There has been a slight increase in the average interest rate charged on new mortgages issued in August despite falling rates elsewhere in the Eurozone, according to the latest figures from the Central Bank.
At 2.99%, the rate is up from 2.98% in July. Meanwhile average rates in the Eurozone fell by 0.06% to a new series low of 1.48%.
Recent figures from the Banking and Payments Federation Ireland show that the average first-time buyer mortgage in Ireland is around €225,000. This means a first-time buyer in Ireland who takes out a mortgage of this size over 30 years is paying on average over €173 more each month or almost €2,100 a year.
The Irish rate is down only two basis points since the start of the year, compared to over 30 basis points in the Eurozone and many advertised rates not available to the average buyer.
Price comparison and consumer website, bonkers.ie say Irish consumers are being hit with double-whammy of higher-than-average mortgage rates and lower-than-average savings rates.

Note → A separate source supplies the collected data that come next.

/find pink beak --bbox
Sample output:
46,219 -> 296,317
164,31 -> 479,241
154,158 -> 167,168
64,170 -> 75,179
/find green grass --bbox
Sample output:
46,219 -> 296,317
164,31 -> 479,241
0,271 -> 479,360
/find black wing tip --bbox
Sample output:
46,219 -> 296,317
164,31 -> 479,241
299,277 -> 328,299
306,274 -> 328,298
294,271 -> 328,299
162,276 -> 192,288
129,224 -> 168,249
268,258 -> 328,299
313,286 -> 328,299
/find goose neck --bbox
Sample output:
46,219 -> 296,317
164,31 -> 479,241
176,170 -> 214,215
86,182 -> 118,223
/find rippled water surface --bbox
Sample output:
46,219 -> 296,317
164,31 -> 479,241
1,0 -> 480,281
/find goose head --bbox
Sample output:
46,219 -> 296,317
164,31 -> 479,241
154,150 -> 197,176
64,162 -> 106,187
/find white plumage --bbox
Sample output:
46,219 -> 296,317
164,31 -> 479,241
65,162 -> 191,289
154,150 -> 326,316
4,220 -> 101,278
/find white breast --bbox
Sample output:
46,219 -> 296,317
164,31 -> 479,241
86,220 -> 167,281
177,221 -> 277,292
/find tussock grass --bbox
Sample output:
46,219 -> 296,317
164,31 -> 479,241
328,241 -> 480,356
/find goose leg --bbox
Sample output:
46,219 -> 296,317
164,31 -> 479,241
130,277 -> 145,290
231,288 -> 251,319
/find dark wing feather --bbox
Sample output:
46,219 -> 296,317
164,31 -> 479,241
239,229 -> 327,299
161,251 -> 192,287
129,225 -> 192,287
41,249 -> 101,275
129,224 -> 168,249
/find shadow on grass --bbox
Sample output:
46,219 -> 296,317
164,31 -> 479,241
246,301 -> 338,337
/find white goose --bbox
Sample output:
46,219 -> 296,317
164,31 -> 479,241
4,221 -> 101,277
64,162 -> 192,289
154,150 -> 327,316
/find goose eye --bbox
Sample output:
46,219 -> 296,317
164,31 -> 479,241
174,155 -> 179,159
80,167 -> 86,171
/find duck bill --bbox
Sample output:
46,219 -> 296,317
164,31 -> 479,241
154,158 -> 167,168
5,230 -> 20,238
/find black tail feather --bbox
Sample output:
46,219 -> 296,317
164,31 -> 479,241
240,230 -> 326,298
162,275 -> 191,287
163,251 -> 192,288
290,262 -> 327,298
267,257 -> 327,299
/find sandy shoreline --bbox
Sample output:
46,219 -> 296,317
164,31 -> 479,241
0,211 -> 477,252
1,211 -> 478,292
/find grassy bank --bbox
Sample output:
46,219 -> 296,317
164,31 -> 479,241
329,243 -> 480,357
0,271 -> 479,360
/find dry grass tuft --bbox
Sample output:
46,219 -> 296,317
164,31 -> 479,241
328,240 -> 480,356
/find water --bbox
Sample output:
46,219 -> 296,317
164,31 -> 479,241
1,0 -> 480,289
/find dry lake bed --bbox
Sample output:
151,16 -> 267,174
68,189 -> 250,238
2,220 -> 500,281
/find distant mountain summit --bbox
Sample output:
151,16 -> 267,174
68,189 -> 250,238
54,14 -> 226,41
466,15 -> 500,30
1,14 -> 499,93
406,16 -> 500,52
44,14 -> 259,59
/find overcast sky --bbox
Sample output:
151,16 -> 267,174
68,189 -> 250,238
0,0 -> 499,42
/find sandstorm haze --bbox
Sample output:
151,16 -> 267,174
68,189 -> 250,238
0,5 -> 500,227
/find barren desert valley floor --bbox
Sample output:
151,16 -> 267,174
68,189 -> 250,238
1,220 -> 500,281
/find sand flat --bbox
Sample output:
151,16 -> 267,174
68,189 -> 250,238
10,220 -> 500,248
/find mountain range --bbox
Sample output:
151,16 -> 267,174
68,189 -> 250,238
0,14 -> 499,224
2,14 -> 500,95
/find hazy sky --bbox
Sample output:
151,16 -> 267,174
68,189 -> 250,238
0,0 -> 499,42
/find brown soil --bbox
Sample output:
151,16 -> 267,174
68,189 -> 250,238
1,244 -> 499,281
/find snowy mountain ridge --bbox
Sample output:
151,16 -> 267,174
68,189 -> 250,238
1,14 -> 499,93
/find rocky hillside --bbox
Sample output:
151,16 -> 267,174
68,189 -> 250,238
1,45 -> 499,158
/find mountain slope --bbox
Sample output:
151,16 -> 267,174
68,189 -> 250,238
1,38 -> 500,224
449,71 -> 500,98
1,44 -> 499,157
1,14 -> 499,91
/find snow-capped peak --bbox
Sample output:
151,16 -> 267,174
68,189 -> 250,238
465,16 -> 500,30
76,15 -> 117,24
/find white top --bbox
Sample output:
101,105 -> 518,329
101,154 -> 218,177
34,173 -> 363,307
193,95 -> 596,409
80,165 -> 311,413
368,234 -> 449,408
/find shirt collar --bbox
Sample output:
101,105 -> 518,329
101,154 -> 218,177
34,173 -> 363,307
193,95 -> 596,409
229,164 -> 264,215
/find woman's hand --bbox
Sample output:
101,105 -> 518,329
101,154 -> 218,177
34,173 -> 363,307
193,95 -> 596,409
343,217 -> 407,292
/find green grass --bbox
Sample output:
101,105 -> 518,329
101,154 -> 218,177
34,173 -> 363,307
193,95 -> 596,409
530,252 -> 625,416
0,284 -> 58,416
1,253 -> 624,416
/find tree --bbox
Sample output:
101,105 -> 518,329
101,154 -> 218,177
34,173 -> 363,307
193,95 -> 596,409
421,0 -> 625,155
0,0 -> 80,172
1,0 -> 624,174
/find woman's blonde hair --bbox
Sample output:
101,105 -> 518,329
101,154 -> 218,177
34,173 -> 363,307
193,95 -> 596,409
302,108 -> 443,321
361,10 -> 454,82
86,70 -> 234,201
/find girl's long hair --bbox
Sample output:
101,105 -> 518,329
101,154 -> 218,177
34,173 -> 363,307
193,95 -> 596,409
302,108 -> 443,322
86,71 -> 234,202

Commenting on the figures, Head of Communications at bonkers.ie, Daragh Cassidy said, "There is still a lack of competition in the Irish mortgage market as it remains heavily concentrated in the hands of a few main banks; namely AIB and Bank of Ireland, who have a duopoly-like grip on the market. And although competition has improved in recent times, it's still below where it needs to be and this is leading to higher rates. The issue around home repossessions, and the inability of banks to take back a loan that has gone bad, is also a factor."
He concluded, "You can’t help but feel Irish consumers are being shafted. As well as having to contend with some of the highest mortgage rates in the Eurozone, we’re also being hit with some of the lowest saving rates."